Mean thermal energy of a system with given potential energy

[Pushoam]

Homework Statement

Homework Equations

The Attempt at a Solution

$V(r) = \frac 1{r^3} \left( A - Br^2 \right )$
At the bottom of the well, r is verry small.
So, $V(r) = \frac A{r^3}$

Assuming the validation of Equipartition of energy theorem, since the degrees of freedom is 1,
the particle's mean thermal energy is $\frac { k_B T} 2$.
Is this correct so far?

 

[DrClaude]

$V(r) = \frac 1{r^3} \left( A - Br^2 \right )$

Where does the 3 come from?

At the bottom of the well, r is verry small.
So, $V(r) = \frac A{r^3}$

Does that show that "the bottom of the well is approximately quadratic in r"?

 

[Pushoam]

Where does the 3 come from?

I have taken n= 3.

Does that show that "the bottom of the well is approximately quadratic in r"?

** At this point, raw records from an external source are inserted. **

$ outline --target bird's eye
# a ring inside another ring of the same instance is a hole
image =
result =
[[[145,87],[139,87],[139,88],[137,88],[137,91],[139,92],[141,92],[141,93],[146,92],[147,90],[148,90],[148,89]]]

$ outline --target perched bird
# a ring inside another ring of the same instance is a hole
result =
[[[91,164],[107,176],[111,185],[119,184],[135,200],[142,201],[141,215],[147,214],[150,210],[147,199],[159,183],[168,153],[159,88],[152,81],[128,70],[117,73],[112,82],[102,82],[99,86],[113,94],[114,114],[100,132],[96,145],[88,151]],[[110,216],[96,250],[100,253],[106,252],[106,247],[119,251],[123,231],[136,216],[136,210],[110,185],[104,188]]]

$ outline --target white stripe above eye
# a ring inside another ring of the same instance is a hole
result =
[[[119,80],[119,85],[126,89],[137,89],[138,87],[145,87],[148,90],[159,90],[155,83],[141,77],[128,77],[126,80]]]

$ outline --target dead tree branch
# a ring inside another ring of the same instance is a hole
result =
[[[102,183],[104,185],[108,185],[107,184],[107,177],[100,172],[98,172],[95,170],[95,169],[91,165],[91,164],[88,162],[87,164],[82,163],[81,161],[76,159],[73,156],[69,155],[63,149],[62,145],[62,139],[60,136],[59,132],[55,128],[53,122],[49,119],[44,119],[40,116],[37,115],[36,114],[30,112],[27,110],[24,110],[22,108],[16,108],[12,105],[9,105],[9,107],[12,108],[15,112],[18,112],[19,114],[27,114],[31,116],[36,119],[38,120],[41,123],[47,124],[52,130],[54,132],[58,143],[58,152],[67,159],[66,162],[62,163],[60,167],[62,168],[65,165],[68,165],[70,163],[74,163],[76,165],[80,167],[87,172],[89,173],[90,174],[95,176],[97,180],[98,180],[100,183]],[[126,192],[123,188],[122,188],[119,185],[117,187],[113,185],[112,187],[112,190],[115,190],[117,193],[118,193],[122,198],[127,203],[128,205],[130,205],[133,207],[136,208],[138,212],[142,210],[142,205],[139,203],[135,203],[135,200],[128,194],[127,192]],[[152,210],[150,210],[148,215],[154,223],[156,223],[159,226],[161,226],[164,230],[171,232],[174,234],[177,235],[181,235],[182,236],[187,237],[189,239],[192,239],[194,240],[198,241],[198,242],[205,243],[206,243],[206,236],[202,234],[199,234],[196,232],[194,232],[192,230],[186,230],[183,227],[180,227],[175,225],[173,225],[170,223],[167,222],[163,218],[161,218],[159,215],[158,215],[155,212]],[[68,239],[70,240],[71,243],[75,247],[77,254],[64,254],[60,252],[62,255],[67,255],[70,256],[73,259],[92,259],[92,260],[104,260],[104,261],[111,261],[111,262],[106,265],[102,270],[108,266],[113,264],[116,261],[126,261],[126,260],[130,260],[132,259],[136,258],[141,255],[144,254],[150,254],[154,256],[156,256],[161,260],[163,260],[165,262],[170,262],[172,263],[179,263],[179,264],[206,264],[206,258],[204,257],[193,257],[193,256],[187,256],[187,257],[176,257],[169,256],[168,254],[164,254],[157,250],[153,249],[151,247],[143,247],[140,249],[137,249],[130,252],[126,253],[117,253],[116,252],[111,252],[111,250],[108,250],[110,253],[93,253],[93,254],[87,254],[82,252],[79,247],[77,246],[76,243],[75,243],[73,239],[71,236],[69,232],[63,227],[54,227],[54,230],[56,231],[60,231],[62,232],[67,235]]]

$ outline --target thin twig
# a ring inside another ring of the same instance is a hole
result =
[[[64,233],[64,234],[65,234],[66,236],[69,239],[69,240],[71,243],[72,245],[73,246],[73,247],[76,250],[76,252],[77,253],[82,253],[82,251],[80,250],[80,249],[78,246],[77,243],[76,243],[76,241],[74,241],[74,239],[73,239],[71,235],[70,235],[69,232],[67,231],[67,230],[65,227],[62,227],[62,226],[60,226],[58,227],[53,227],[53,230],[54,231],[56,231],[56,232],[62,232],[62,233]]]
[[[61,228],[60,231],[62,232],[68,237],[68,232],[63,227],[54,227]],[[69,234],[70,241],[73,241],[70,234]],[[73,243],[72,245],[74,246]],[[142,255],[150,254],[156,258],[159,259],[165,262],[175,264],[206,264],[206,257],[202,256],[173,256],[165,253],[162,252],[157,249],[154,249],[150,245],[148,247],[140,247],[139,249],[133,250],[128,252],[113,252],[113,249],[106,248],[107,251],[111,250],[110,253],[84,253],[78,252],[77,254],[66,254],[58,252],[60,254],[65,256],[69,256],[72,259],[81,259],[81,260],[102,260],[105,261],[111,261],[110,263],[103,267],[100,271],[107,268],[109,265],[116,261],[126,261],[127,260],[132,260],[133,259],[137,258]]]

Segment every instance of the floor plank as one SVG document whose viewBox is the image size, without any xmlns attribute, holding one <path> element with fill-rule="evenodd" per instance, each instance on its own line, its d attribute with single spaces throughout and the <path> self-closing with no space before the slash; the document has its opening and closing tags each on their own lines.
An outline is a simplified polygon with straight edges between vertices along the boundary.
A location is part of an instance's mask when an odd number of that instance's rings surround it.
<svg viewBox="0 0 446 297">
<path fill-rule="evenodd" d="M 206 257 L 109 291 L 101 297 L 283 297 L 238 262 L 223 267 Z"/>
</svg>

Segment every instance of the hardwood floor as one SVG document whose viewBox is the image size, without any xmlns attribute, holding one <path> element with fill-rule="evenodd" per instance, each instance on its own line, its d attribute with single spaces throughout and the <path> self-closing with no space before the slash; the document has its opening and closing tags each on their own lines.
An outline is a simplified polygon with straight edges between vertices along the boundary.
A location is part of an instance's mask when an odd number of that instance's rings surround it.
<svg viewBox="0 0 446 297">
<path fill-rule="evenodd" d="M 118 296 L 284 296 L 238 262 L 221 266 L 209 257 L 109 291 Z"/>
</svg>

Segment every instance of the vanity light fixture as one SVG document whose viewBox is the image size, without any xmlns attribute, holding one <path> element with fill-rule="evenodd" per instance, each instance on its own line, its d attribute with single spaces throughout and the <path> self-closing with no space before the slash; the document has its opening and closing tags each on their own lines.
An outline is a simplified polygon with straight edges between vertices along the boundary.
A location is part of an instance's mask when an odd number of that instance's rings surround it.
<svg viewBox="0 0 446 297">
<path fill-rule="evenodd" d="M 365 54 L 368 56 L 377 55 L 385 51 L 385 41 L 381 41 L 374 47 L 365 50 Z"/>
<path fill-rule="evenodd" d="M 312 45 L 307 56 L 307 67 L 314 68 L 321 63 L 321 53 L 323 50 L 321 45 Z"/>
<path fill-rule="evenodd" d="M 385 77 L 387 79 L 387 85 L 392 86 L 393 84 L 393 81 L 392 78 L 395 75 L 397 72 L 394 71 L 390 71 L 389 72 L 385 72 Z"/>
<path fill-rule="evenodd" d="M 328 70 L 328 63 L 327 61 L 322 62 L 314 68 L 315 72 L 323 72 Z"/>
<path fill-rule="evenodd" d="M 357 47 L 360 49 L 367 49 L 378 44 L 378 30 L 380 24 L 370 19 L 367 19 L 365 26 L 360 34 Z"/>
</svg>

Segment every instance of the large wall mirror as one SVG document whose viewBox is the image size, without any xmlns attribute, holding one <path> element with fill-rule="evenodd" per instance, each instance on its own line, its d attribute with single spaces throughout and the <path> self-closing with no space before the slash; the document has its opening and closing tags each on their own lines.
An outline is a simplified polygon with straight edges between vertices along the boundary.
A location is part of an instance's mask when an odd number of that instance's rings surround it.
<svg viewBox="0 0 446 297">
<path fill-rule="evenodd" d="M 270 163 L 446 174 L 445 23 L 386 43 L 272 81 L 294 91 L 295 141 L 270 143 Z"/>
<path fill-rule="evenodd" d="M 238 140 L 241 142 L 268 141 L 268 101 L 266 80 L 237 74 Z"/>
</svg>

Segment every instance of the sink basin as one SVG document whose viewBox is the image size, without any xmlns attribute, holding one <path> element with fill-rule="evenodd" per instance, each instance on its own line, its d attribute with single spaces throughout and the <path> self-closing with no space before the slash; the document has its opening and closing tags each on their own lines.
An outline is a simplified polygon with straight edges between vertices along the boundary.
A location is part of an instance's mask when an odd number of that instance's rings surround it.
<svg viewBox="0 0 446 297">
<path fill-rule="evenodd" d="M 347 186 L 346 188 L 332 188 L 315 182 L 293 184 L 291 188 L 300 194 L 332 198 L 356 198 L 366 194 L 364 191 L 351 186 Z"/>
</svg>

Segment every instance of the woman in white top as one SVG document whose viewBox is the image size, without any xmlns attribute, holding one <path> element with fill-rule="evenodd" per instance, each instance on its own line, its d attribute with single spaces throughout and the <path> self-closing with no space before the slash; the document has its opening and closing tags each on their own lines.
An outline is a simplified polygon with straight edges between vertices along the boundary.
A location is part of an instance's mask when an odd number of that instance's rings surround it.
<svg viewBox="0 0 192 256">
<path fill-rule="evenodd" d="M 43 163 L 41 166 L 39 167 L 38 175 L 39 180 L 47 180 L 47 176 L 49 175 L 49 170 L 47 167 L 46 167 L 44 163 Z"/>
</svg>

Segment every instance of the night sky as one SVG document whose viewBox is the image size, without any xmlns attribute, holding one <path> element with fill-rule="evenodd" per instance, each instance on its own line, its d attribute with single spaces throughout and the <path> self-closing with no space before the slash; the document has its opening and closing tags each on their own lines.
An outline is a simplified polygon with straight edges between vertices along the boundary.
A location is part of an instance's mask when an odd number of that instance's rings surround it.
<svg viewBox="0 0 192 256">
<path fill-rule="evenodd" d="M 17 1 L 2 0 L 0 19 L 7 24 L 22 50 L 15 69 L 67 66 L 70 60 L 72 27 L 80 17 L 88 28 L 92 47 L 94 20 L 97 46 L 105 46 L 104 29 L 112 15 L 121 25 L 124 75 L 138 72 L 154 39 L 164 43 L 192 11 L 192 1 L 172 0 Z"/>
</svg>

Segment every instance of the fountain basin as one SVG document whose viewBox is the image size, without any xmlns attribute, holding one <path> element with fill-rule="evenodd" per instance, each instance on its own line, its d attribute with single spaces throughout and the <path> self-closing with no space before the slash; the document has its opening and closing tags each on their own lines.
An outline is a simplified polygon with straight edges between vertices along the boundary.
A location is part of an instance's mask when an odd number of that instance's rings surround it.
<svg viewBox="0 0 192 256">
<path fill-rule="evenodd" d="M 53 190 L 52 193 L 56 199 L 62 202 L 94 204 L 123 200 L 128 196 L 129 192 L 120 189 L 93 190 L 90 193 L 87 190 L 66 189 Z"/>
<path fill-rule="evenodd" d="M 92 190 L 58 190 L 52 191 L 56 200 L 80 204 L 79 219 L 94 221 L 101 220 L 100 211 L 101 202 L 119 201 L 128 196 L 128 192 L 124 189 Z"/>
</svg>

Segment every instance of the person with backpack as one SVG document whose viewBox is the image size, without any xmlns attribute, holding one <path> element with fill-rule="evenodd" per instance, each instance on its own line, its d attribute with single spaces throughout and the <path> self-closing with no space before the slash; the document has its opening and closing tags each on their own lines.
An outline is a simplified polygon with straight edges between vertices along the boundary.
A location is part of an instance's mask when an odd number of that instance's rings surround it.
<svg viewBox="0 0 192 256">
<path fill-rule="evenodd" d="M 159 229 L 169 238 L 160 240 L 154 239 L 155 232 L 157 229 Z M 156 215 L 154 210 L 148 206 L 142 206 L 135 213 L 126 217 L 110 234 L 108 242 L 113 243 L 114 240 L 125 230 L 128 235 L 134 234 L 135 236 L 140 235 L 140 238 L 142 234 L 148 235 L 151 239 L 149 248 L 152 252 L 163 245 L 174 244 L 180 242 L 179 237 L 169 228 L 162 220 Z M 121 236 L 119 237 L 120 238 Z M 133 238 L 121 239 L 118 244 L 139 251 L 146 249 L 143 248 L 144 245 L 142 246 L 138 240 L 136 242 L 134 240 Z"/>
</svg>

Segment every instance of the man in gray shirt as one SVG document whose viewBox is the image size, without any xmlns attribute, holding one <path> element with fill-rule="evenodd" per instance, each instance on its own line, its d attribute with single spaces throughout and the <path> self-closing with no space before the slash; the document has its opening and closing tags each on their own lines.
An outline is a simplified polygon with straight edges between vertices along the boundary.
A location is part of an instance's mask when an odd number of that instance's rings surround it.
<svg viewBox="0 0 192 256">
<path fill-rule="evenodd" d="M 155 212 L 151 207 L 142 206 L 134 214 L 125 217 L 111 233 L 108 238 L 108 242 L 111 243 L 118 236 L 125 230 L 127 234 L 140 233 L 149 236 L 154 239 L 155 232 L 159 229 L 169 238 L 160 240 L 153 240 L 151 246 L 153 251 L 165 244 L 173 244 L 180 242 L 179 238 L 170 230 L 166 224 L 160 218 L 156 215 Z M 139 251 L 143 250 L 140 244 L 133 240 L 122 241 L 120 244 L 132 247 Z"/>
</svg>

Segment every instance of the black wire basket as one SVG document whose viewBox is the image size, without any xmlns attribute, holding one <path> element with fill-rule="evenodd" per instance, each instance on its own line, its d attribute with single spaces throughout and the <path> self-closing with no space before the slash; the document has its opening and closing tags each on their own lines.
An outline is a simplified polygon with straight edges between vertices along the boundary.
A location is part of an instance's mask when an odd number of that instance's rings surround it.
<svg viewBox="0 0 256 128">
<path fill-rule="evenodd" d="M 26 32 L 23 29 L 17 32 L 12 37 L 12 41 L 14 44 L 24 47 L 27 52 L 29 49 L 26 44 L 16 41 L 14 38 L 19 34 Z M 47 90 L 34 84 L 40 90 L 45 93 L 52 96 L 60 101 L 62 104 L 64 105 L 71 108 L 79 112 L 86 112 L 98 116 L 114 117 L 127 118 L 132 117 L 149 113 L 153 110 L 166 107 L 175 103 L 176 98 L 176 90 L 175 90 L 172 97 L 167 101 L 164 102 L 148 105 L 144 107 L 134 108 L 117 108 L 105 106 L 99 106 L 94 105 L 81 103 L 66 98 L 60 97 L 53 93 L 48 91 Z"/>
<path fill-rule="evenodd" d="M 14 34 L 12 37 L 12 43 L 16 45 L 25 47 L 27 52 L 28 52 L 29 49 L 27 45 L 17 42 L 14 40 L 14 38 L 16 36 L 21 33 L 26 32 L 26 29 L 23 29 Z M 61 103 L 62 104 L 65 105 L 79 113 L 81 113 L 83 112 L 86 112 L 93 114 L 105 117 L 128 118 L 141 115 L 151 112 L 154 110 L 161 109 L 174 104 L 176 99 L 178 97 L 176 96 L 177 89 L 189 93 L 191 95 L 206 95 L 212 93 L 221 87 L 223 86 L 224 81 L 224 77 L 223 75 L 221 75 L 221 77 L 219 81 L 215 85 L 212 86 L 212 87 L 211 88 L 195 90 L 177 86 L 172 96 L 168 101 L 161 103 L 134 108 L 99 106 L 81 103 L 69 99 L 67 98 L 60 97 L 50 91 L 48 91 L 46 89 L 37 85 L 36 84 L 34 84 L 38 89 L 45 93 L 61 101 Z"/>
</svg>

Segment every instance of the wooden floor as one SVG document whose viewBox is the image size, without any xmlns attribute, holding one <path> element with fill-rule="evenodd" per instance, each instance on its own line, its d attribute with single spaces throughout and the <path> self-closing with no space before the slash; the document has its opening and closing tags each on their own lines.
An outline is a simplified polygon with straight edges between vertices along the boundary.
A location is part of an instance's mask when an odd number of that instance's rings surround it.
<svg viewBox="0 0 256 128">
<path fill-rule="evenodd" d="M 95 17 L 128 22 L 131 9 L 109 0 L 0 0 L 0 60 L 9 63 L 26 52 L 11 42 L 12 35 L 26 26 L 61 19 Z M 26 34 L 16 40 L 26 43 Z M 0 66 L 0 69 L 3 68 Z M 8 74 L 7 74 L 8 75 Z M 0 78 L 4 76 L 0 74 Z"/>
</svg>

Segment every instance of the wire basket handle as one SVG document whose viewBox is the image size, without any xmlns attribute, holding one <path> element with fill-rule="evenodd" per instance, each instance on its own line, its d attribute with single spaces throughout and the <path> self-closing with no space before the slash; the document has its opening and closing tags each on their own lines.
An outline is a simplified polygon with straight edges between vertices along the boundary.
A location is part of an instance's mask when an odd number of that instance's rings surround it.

No, this is the problem. The question says to show it in quadratic form, but it is not so.

 

[kuruman]

Leave $n$ alone. Suppose you were to find at what value of $r=r_0$ the potential has a minimum. Consider placing a particle at that minimum and displacing it slightly. What kind of motion do you think it will undergo?